Литмир - Электронная Библиотека
A
A

Воскресенье было единственным днем, когда я мог посидеть с книжкой. Всю неделю ждала она меня в тумбочке. И вот наступал желанный день. Подъем, физзарядка, завтрак — и мы свободны до вечера. Делай, что желаешь. Можешь подремать, пригревшись где-нибудь в уголке (на койку лечь не вздумай, к койке и притронуться нельзя), болтай с товарищами, пиши домой письма, играй в шашки, шахматы, домино… А вечером — обязательно кино. Те, кто служил второй год, с самого утра наряжались, начищали до блеска ботинки и выстраивались в один ряд. Выходил старшина, придирчиво их осматривал, не расстегнута ли пуговица, нет ли неуставной складочки, и, наконец, командовал:

— Можете идти!

И они, счастливые, весело отправлялись в городок Дзиговку, расположенный в полукилометре от наших казарм. На два-три часа, а то и до обеда, в зависимости от настроения старшины, который выдавал увольнительные.

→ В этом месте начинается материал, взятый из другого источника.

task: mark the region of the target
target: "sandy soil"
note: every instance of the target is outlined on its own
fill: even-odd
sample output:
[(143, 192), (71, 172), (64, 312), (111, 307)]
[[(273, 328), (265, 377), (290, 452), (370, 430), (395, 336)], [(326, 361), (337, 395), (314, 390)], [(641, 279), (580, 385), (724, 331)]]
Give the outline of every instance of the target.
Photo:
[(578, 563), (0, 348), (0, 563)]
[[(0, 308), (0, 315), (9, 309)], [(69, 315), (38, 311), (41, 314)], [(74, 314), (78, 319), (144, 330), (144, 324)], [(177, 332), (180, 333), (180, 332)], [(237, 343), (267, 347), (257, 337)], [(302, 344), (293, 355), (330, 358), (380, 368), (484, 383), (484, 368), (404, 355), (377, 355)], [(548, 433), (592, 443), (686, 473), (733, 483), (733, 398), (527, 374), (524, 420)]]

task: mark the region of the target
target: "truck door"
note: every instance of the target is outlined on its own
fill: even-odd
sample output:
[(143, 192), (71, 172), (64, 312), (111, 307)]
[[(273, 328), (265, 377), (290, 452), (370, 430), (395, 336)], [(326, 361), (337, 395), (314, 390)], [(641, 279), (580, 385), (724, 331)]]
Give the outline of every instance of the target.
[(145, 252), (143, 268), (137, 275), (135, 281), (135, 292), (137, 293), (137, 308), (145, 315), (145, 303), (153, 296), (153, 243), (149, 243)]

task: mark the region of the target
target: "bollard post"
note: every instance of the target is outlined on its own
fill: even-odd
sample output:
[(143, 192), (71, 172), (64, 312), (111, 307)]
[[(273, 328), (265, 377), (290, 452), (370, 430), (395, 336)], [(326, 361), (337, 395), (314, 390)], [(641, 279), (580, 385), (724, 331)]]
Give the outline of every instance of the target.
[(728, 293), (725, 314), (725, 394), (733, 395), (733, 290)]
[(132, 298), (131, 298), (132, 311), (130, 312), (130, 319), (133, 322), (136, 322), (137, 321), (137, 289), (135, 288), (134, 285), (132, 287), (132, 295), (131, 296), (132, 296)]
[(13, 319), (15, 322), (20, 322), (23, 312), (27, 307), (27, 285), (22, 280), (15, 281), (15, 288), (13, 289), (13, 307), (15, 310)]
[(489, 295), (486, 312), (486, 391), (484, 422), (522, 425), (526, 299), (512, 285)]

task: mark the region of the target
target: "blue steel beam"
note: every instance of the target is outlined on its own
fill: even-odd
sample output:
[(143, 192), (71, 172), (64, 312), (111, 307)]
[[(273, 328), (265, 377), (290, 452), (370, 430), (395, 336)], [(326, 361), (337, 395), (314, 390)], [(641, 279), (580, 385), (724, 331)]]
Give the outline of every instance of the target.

Нас еще никуда не выпускали, даже в строю не водили через Дзиговку, чтобы мы не порочили Красную Армию своим невымуштрованным видом.

Но я не очень-то печалился тому, что не пойду в Дзиговку.

Меня ждала книжка, и я торопливо принимался за нее. А чтобы помкомвзвода, чего доброго, не придумал какой-либо работы — перестилать койку или менять в матраце солому, — я шел в библиотеку, в читальный зал. Там находишься в полной безопасности: помкомвзвода туда и носа не показывает.

Командир нашего взвода совсем другой человек.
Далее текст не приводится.